Total stocks of crude and products, excluding oil stored in the strategic petroleum reserve, ended the year 6% above the seasonal average for the previous five years, down from a surplus of 14% at the start of July.
Excess petroleum inventories were still in the 74th percentile for all weeks since the start of 1995, on the high side, but down from a surplus in 92nd percentile at the middle of the year.
Total inventories, including the strategic petroleum reserve, have declined in 21 out of the last 26 weeks, by a total of 136 million barrels.
Gasoline and distillate stocks have shown the fastest return to normal while commercial crude stockpiles have faced a more sluggish adjustment.
By the end of December, gasoline inventories had been reduced to almost exactly in line with the five-year average, down from a surplus to the five-year average of nearly 13% in April.
Distillate stocks, which include road diesel and heating oil, had been reduced to a surplus of 7%, down from 29% at mid-year, according to weekly statistics from the U.S. Energy Information Administration.
Commercial crude stocks were still 10% above average, down from 19% in the middle of the year, indicating slower progress (“Weekly petroleum status report”, EIA, Jan. 6).
Oil producers and refiners have adjusted at an exceptionally fast pace following the record shock to oil consumption caused by the first wave of the coronavirus and the associated lockdowns.
On the crude side, excess inventories have been cut by lower output from domestic shale producers and a fall in imports especially from Saudi Arabia.
On the products side, stocks have been cut by slower crude processing and a decision to focus on gasoline at the expense of middle distillates such as diesel and jet fuel.

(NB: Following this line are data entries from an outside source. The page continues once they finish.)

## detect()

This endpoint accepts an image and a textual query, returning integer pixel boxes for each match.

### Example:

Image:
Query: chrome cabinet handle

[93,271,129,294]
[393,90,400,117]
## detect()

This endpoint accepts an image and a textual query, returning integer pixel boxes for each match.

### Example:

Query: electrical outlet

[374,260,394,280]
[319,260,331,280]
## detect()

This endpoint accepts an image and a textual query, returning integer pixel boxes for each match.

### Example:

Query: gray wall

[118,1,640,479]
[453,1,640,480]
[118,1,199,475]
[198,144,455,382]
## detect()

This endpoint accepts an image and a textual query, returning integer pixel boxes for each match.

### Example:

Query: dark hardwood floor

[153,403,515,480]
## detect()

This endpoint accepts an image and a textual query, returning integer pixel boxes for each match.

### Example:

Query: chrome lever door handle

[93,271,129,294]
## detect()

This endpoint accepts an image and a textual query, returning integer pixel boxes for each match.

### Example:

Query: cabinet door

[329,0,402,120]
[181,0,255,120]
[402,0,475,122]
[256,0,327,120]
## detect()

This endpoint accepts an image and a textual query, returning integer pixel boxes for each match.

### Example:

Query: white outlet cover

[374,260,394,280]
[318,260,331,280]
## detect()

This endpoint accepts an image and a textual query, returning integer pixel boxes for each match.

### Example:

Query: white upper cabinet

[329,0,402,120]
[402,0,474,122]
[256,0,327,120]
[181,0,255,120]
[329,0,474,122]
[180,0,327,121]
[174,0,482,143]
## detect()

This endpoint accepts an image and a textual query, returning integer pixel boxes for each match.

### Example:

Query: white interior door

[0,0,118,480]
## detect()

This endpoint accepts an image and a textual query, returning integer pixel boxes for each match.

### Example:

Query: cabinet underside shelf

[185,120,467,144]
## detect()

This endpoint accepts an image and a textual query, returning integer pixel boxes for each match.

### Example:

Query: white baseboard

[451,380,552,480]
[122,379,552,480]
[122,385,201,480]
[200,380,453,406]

In final week of December, U.S. refineries processed 14% less crude than average for the previous five years, even though domestic consumption was down by just 7%.
Processing restrictions are likely to persist in for the next 2-3 months which should ensure stocks of products end the first quarter below average.
Lower product stocks will support higher refining margins and a sharp increase in crude processing during the second quarter.
Based on futures prices, refining margins for gasoline and distillate delivered at the end of the second quarter have already risen by 40% and 60% from their post-crisis lows.
The principal risk to rebalancing comes from a resurgence in coronavirus and the possibility of new lockdowns to contain it, which could force fresh cuts in margins and processing.
Consumption of petroleum products has recovered strongly, ending the year 7% below the five-year average up from a deficit over 30% at one point in April.
The strongest rebound has come in distillate, where consumption ended the year running above the five-year average.
Distillate use is closely linked to the business cycle, especially manufacturing and freight transportation, so it has bounced back in line with the surge in manufacturing.
The resurgence in diesel use is consistent with the widespread reactivation of manufacturing reported in the Institute for Supply Management’s monthly surveys and the Federal Reserve’s industrial production index.
Gasoline consumption has also recovered, ending the year 10% below the five-year average, but improvement has stalled and even reversed since the end of third quarter, when consumption was down 5%.
Gasoline consumption has been hit by the new wave of coronavirus infections and reimposition of travel restrictions and work from home orders.
The worst-affected segment remains jet fuel, however, where consumption ended the year 35% below the five-year average as a result of international travel restrictions and nervousness about flying during the epidemic.
But the reduction in excess distillate inventories and the strength of diesel demand is encouraging refiners to end their focus on gasoline production and target a more normal distribution of product outputs.
U.S. refiners boosted their combined production of distillate and jet to 74% of their output of gasoline in the final week of the year, up from a recent low of just 55% in mid-October.
If manufacturing and freight transport remain strong, while private motoring is hit by renewed coronavirus controls, refiners will shift to prioritise distillate consumption by the end of the first quarter.